June is Pride Month, a chance for the LGBT+ community to be seen and heard in the face of discrimination and to celebrate sexuality and gender diversity. It’s a positive time, a time to educate and empathise, to come together and be cheerleaders for each other.

Most of us have grown up around the idea of Pride and had, at the very least, a vague understanding. Parades are shown on the news, local towns host their own celebrations and, now with social media, Pride has prompted open discussions within and around LGBT+ online – most of which is positive. But, as with anything on social media, there’s always a nasty side.

This year, the US city of Boston has gone viral – not like a funny cat video, more like a gross medical infection – for announcing plans to hold its own ‘Straight Pride Parade’ in August, organised by three small-minded, ignorant, vile men. They say straight people are an “oppressed majority” and they hope “the day will come when straights will finally be included as equals”. City officials have spoken against the idea, but have also said that they can’t deny them the permit for the parade.


We don’t need ‘Straight Pride’. I’ll say that again – we do not, and have never, and will never, need ‘Straight Pride’. But we do still need Pride.

Yes, there is now marriage equality – in less than 30 out of 195 countries in the world. That’s less than 15% of countries on the entire planet that allow a same-sex couple to wed. Straight couples can plan their dream destination wedding pretty much anywhere they want.

Yes, there are more laws to protect the  LGBT+ community – but there are also dangerous new ones being put in place every day. Like the Trump administration proposal just a few weeks ago that would allow healthcare providers to discriminate based on gender-identity. Or the ban on transgender people serving in the military. Or the proposal to determine a transgender person’s sex by what they’re born with and not how they identify if they are incarcerated.

Yes, Pride is getting more support than ever from international companies – but it’s also being used as a marketing tool where businesses slap a rainbow flag on in the hopes to sell products without actually offering any genuine support. Victoria’s Secret, for example, tweeted in support for Pride this week when just last year their chief marketing officer Ed Razek said he would not include transgender models in the brand’s fashion shows.

Pride is still absolutely necessary.

Just a few days ago a young couple were beaten up on a London bus because the two women wouldn’t kiss for the entertainment of fellow passengers.
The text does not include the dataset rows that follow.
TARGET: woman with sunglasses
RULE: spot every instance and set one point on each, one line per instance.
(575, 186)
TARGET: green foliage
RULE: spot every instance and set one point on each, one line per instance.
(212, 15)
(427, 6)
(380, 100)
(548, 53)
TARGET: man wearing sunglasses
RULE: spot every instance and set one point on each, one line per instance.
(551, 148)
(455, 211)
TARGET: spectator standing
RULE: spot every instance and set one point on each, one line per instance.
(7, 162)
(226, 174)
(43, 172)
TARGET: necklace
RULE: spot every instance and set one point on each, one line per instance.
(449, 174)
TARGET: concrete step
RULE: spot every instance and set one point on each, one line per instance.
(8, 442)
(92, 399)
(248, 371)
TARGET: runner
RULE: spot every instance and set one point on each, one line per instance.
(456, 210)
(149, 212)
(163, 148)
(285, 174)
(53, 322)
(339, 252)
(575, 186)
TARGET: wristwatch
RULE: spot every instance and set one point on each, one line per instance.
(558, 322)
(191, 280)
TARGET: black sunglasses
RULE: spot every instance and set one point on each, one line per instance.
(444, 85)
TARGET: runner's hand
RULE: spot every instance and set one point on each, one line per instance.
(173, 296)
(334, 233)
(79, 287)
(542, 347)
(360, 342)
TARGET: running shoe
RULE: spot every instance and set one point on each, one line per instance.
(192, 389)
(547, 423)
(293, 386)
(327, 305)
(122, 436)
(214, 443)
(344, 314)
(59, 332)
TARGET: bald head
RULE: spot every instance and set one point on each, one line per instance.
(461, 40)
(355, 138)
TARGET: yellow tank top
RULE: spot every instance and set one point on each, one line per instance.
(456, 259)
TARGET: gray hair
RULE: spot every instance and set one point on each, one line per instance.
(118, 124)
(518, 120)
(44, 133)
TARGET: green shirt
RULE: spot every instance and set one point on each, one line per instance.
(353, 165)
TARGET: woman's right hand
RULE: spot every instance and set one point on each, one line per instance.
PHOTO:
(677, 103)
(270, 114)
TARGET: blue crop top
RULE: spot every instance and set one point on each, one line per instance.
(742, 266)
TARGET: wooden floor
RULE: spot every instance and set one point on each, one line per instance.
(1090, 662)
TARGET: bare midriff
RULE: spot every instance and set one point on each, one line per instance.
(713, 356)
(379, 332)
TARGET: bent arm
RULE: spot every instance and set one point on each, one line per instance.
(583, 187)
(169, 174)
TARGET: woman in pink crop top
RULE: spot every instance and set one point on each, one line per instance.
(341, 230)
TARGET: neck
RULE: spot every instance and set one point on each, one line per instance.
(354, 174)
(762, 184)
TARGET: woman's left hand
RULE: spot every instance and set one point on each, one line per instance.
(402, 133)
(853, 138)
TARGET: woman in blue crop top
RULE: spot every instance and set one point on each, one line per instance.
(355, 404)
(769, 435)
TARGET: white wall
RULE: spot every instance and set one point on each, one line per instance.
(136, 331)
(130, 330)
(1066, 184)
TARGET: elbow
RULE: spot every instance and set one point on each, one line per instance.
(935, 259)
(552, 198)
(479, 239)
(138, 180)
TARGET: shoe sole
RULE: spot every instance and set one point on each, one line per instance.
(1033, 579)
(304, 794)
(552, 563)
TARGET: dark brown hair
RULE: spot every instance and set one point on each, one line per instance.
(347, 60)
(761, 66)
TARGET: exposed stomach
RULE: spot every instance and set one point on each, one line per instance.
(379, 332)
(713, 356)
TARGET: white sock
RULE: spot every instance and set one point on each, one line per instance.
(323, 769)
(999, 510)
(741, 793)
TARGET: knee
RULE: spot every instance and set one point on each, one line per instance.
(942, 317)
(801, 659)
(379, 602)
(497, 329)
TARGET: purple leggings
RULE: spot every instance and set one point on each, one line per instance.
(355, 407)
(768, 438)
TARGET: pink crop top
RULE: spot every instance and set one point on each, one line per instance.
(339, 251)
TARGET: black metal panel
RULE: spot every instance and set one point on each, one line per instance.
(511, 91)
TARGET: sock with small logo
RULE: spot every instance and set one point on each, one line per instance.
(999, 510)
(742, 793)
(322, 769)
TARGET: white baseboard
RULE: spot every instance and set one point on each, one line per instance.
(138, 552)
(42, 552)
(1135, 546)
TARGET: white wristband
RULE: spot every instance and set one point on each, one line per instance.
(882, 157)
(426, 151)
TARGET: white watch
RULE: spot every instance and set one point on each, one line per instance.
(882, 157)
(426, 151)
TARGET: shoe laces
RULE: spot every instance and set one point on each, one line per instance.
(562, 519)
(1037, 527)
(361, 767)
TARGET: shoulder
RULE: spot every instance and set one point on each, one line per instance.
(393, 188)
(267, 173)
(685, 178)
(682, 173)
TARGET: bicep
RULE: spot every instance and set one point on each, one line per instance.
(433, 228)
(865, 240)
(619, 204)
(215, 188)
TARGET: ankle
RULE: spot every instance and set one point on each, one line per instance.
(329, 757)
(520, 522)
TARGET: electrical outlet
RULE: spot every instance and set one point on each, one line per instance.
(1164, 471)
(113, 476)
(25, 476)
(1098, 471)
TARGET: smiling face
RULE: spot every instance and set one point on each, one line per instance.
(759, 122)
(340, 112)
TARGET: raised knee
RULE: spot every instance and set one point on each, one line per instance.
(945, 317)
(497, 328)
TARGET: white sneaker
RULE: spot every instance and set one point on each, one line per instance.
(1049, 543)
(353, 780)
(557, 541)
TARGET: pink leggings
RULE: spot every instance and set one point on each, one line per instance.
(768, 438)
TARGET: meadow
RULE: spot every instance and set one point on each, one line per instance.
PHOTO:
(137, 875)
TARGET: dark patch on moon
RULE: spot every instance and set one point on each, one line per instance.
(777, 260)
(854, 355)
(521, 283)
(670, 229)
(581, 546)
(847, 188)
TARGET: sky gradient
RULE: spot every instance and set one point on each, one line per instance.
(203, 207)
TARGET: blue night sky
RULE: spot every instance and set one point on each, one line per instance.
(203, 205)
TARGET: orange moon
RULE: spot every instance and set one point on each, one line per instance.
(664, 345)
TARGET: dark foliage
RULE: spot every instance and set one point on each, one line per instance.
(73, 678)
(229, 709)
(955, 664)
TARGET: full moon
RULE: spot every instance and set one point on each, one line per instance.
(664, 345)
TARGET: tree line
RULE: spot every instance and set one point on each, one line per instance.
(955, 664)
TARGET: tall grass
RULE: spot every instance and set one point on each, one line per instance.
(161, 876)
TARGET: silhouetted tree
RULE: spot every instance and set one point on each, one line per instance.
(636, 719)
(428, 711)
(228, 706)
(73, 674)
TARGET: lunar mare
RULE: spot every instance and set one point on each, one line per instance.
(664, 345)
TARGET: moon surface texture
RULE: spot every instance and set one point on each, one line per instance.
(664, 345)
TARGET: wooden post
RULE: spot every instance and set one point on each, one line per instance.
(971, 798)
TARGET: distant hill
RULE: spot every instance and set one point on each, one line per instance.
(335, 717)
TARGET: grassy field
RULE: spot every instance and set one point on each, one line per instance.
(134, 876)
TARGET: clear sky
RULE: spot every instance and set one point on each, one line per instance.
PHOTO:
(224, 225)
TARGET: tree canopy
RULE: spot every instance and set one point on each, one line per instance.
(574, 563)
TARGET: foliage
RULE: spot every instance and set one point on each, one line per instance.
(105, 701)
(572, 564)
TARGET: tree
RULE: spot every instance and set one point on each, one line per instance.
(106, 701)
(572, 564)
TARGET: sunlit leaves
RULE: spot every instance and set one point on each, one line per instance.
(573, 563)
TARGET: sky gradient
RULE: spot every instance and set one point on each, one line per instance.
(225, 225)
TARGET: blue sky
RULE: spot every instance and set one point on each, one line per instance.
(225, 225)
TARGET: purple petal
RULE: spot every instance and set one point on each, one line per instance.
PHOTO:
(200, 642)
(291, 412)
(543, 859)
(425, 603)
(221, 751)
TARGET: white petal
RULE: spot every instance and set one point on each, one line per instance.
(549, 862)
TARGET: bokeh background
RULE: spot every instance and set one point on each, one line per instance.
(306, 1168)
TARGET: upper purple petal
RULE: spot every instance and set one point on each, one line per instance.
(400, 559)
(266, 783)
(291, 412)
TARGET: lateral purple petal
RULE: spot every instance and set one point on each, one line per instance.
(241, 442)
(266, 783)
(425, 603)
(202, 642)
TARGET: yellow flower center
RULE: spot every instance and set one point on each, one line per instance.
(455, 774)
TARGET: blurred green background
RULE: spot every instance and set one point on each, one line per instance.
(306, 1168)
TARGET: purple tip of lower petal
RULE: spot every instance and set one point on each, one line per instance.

Transgender model Munroe Bergdorf was unexpectedly dropped as an ambassador for the NSPCC at the same time they’re boasting about a Pride Month Childline and flaunting a rainbow logo on social media. Esther McVey, someone who is currently campaigning to be the next PRIME MINISTER (!!!), said in an interview only a few weeks ago that parents should be able to withdraw their children from LGBT+ education.

We should be damn-well grateful that we don’t need ‘Straight Pride’. No-one hurls abuse at us in the streets because they don’t like seeing us hold hands with someone we love. We don’t fear those in power because it feels like a ticking time-bomb before they threaten our rights. We don’t have to worry about being “politely” asked to leave an establishment or being turned away from a job opportunity because a company doesn’t like our sexual preferences.

I’ve never been beaten up in public because of my relationship, fired for my gender identity or denied relevant education. I am so painfully aware of my privilege, and so thankful that I don’t have to fight against these struggles – but I stand with those who do, and will always support the rights and safety of my LGBT+ friends.

I don’t need ‘Straight Pride’. No-one does.